Ken walked toward Browne’s house with the Super Soaker squirt rifle he had just purchased at Target. He glanced around as he approached the garage doors. No one was watching.
He inserted the Super Soaker barrel into the garage door opener’s key receptacle. As he squeezed the trigger, water blasted into the key mechanism and conducted a charge between contact switches. The motor kicked on and the door rose to a fully opened position.
Wow. Ken looked at the squirt rifle with newfound respect. He had seen the trick on the evening news, but he wasn’t sure it would actually work. How many burglars had learned the trick the same way?
He threw down the Super Soaker and walked through the garage. He tried the door into the house. Unlocked, just as he had hoped. Real estate agents hadn’t bothered to secure it, probably assuming the locked garage doors would be enough. Ken pushed a wall switch and brought the garage door back down.

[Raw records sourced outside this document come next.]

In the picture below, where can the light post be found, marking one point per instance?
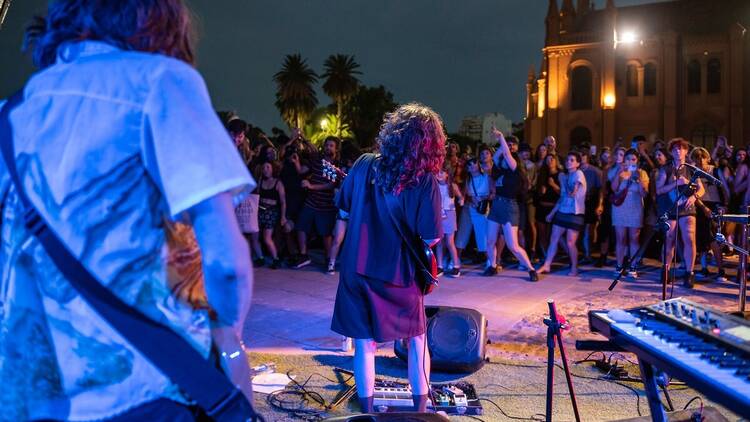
(4, 6)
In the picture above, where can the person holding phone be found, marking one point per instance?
(627, 218)
(508, 176)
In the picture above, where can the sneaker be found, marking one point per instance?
(302, 261)
(690, 280)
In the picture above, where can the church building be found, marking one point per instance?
(662, 70)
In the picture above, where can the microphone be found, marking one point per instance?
(703, 175)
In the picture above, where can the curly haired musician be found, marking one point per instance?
(378, 298)
(116, 142)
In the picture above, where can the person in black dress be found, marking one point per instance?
(378, 297)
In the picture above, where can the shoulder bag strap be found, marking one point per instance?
(168, 351)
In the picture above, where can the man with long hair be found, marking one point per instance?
(118, 147)
(379, 298)
(674, 180)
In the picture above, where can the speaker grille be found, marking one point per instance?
(452, 334)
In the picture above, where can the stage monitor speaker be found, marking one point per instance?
(456, 338)
(391, 417)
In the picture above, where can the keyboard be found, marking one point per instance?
(707, 349)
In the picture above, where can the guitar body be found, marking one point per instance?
(427, 274)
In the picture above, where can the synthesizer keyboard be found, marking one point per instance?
(707, 349)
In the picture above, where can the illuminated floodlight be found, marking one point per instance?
(609, 100)
(629, 37)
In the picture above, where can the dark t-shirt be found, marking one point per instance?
(373, 246)
(593, 177)
(507, 181)
(292, 181)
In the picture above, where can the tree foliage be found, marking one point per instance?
(340, 83)
(365, 110)
(295, 93)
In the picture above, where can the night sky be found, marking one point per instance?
(460, 57)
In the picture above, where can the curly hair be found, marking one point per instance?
(154, 26)
(412, 144)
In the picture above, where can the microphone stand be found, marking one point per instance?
(662, 225)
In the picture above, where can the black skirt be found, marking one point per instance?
(568, 221)
(370, 308)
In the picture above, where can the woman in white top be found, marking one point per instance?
(627, 217)
(449, 194)
(567, 216)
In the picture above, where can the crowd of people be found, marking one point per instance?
(509, 203)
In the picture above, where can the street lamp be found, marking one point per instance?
(4, 6)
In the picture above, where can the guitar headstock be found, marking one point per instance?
(331, 172)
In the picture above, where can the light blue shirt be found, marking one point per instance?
(111, 147)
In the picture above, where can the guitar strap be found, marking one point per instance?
(166, 350)
(395, 212)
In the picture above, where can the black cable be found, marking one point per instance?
(301, 397)
(518, 418)
(586, 359)
(692, 400)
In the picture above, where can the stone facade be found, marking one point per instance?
(662, 70)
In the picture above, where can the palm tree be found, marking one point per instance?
(295, 95)
(340, 82)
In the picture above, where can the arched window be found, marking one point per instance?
(581, 83)
(580, 135)
(631, 76)
(713, 76)
(703, 135)
(694, 77)
(649, 79)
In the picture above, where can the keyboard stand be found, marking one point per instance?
(554, 325)
(648, 375)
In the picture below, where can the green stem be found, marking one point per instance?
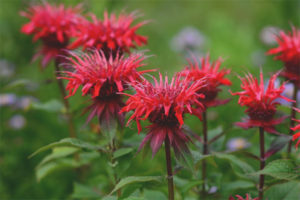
(262, 162)
(293, 116)
(205, 150)
(65, 101)
(169, 169)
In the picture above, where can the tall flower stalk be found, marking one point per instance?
(164, 104)
(214, 78)
(53, 25)
(261, 108)
(288, 52)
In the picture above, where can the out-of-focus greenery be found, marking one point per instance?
(232, 30)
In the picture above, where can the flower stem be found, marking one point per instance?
(65, 101)
(293, 116)
(169, 169)
(205, 150)
(262, 162)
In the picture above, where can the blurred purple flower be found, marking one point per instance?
(25, 102)
(288, 92)
(7, 99)
(267, 35)
(7, 69)
(258, 58)
(17, 122)
(213, 190)
(235, 144)
(189, 39)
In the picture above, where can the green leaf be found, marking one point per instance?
(83, 191)
(68, 142)
(190, 185)
(134, 179)
(49, 167)
(280, 169)
(51, 106)
(240, 167)
(18, 83)
(58, 152)
(122, 152)
(285, 191)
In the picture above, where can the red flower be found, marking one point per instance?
(213, 76)
(164, 105)
(111, 35)
(248, 197)
(54, 25)
(103, 78)
(297, 128)
(261, 102)
(288, 52)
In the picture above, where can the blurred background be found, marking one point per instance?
(30, 103)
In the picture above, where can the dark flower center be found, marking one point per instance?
(52, 41)
(261, 114)
(159, 117)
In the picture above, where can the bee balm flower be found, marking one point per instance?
(103, 79)
(297, 127)
(164, 105)
(53, 25)
(288, 52)
(110, 35)
(213, 79)
(260, 102)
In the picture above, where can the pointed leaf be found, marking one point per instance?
(134, 179)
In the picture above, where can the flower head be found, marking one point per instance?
(103, 79)
(288, 52)
(164, 105)
(260, 102)
(53, 25)
(238, 197)
(297, 128)
(110, 35)
(213, 79)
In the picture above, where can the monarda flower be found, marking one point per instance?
(238, 197)
(53, 25)
(164, 105)
(261, 102)
(288, 52)
(103, 79)
(213, 79)
(297, 128)
(113, 34)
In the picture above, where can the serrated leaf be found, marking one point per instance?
(134, 179)
(280, 169)
(50, 106)
(285, 191)
(68, 142)
(83, 191)
(58, 152)
(277, 145)
(121, 152)
(18, 83)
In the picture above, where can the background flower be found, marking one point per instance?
(260, 102)
(113, 34)
(54, 25)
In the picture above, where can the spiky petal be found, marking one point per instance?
(110, 35)
(53, 25)
(103, 78)
(214, 78)
(288, 51)
(164, 105)
(260, 102)
(297, 128)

He stepped inside the house. The air was still and musty. The kitchen was first on his tour, and he proceeded to check out the dining room, living room, and two of the bedrooms. He moved quietly, as if the s
lightest sound might alert the neighbors. Even the carpet rustling beneath his feet unsettled him.
Finally he found a home office, or what could be better described as half an office. The other half was a mini-museum of data processing equipment, dating from the dawn of the personal computer. Ken recognized a mid-seventies Altair and an early-eighties Apple II, but Browne’s most recent system seemed to be an IBM. Ken turned on the computer and waited for it to boot up. Would Browne have opened Sabini’s data files on his home computer? There was a chance, Ken thought. It would probably be safer than loading them onto his system at work.
Ken pointed and clicked his way to the directory. There were 1700 files in the system, and he didn’t know the name of the one he wanted. He scrolled through the list, looking for any names that would ring a bell. There was no appearance of Sabini, Vikkers, or other likely possibilities.
But there was a file named POCKET.PGM.
Pocket program? That was the phrase Keogler had used.
Ken clicked on it. Hundreds of lines of programming code appeared, annotated by yellow boxes of text. The code itself was indecipherable, but the annotations were fairly clear. They were Browne’s step-by-step analysis of the programming code, and several conclusions. As Ken read, he saw a few key words: VIKKERS PRO-FORMA. IMPLANTED DATA. ERRONEOUS INFORMATION.
Browne had known about the pocket program.
He knew the figures were wrong.
But there was more. It wasn’t just financial figures that were faked, but test results. According to Browne’s notations, lab reports were also inserted by the pocket program. The reports suggested that Lyceum Metals’ highly anticipated new alloy formulation, RC-7, would become brittle in subzero temperatures.
It was one of the many items Browne had labeled “ERRONEOUS?” with a yellow text box.
Maybe Browne was trying to take the question mark away from the notation.
Maybe the metal sample in his file drawer was RC-7.
Maybe that’s what got him killed.
CHAPTER 16
Hound Dog sat in an oak-paneled phone booth on the hospital’s first floor, waiting for Dorothy Weiss to answer the phone. Weiss was the mother of the young man Myth Daniels had shot in Denver. Hound Dog knew she should have called from home, where she could have recorded the conversation on her answering machine. But after an uneventful day of tracking Myth Daniels, she decided to call on her way to visit Mark.